There are many superficial markers of
gender. Pink for girls and blue for boys, for example. Not long ago that
was actually reversed, so we would dress our little boys in pink, pink
being perceived as the juvenile form of scarlet and scarlet was the
color of warriors and soldiers. Pink was a power color, vibrant, strong,
masculine. In some museums you can still see the pink christening gowns
we used to dress our boys in. Blue was the color of water, it was calm,
serene, feminine. Also, unpredictable and stormy. Powerful however, as
in the power of the ocean. Of course, outside of the Western world each
culture has its own relationship between gender and color.
Pink
is my favorite color, ever since I was a tiny girl. My grandmother had
pink appliances and I used to love pink tights, pink dresses, pink
roses. Pink was frowned upon however, it got dirty too easily, it was
seen as a negative marker of girls. With the march of feminism, women
and girls rebelled against the very idea of pink. I quickly learned to
lie about my favorite color. Once somebody asked me what my favorite
color was and I said orange. Orange? Orange is ugly! Well yes, but at
least isn’t pink! I was judged acceptable at that point.

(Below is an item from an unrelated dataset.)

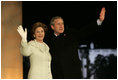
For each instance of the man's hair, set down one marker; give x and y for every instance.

Pink-shame. It’s a rather silly thing but
I hid my love of pink deep within me like a closely guarded family
secret. We do this to little girls in our modern culture, we teach them
to deny the nature of themselves, as if it is somehow shameful to think
like a girl, throw like a girl, dream like a girl. Rather then teaching
girls that there is also strength in gentleness, value in softness,
glory in the color pink, we tend to promote this idea that all things
perceived as masculine are far superior. We somehow manage to do this,
not by elevating men and boys, but by shaming them too. They are
allegedly hogging all the masculine things that women and girls are told
we want.
Do we truly want them, however? We are
never really asked nor do we ever really ask ourselves. We tend to march
along with cultural expectation and norms, complying in a million
different ways. So many little girls who want to have tea parties with
bears and dream of white picket fences are steered away from those
things in favor of the more socially acceptable, get an education,
become a CEO, delay marriage, more girls in STEM, girls in constant
competition with men as if we have something to prove, as if we must
prove ourselves worthy. Anything you can do, I can do better.
Recently
I read an article about men who are allegedly breaking the gender wall
and disclosing their secret feminine side. It was full of praise for
their bravery. I could not get over the first one on the list, “I like
flowers.” Seriously, is that really a feminine thing?? Would you not
simply be a rather miserable human being if you did not like flowers? We
speak out a lot about the horrors of rigid gender roles, while at the
same time assigning gender to every little thing. Naturally the men in
the article were being called brave, strong, masculine, for having the
courage to….embrace the precise opposite. Believe it or not, in the
grand scheme of things, “liking flowers” is really not a significant act
of bravery.
Somewhat amusing, but I imagine if those
men had said something about enjoying and embracing all things perceived
as masculine while rejecting things perceived as feminine, they would
have learned a thing or two about bravery and the need to grow a thick
skin, at least on the internet. Loving your own gender, living in your
own skin, is somewhat frowned upon these days.
I love little boys, snips and snails and
puppy dog tails, and I love men too, and the things they like, the way
their brains work, how they perceive the world, but I do not really
desire those things for myself and never have, because within me is an
entirely different world that has a worth and value all of its own.